LinguisticsNOW colloquium: Maria Polinsky (University of Maryland)


DATE
Friday December 3, 2021
TIME
3:30 PM - 5:00 PM

The event will be held via Zoom: https://ubc.zoom.us/j/69594923041?pwd=dzlsSXZlUDZPVzJ6b0R6Z2MxbWYvZz09 (Meeting ID: 695 9492 3041 | Passcode: 269834). Dr. Maria Polinsky (University of Maryland) is the featured speaker for the joint UBC and SFU LinguisticsNOW colloquium. She will present a talk entitled, “Though these be exceptions, yet there is method in them”.

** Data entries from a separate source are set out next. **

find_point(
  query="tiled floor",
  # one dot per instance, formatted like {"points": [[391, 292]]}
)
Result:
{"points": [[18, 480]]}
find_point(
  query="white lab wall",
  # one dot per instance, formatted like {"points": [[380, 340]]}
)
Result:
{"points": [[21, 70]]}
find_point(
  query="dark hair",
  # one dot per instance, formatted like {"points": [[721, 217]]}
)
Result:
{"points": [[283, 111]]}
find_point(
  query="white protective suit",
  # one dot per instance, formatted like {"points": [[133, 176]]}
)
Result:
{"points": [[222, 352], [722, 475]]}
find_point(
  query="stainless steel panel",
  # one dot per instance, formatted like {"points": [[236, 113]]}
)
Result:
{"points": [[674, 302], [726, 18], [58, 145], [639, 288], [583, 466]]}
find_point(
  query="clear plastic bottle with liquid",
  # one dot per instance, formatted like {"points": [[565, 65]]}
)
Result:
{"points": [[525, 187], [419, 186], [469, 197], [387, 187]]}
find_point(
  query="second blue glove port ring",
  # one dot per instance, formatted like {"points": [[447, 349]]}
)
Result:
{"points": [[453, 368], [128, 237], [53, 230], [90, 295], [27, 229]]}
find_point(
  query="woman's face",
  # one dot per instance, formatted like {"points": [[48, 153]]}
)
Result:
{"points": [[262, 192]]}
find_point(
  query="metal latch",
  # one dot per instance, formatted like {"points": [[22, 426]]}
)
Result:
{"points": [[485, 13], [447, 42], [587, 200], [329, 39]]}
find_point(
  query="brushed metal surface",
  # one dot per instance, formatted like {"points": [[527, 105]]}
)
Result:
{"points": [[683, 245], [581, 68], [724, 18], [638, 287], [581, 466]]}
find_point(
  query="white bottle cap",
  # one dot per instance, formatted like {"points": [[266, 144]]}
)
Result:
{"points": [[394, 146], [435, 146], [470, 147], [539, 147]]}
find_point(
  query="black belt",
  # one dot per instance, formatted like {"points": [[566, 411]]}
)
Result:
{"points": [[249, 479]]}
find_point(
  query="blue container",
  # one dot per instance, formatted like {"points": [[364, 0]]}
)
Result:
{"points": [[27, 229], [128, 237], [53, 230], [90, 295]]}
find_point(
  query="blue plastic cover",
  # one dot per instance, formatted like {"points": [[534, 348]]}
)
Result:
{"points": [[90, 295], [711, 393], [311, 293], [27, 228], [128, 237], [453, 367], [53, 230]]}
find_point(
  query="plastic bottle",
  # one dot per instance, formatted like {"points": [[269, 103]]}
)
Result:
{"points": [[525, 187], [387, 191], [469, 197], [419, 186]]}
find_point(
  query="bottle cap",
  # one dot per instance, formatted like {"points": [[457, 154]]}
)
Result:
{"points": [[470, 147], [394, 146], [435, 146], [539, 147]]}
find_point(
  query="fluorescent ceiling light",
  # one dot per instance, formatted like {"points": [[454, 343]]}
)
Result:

Abstract: Natural language allows us to express universal statements, and languages also have means of expressing exceptions to such generalizations, via exceptive constructions. English examples include “Everybody but Sandy laughed” and “Everybody laughed except Sandy”. Linguistic means of expressing exclusion have received modest attention from philosophers of language and semanticists, whose focus has been primarily on English. Beyond that small body of work, little is known about exceptive constructions across the world’s languages: how they are built, what their distribution is within and across languages, and how they compare to other constructions expressing comparison or contrast. In this paper, I present and analyze the expression of exception in several natural languages with the overarching goal of defining the range of variation in exceptives. I address the structural contrast between free and connected exceptives, phrasal and clausal exceptives, and coordinated and subordinated exceptives. I conclude by a series of open questions: general issues of ellipsis, the acquisition of exceptive constructions, the predictability of different types of exceptive constructions on independent principles, and case marking in exceptive phrases.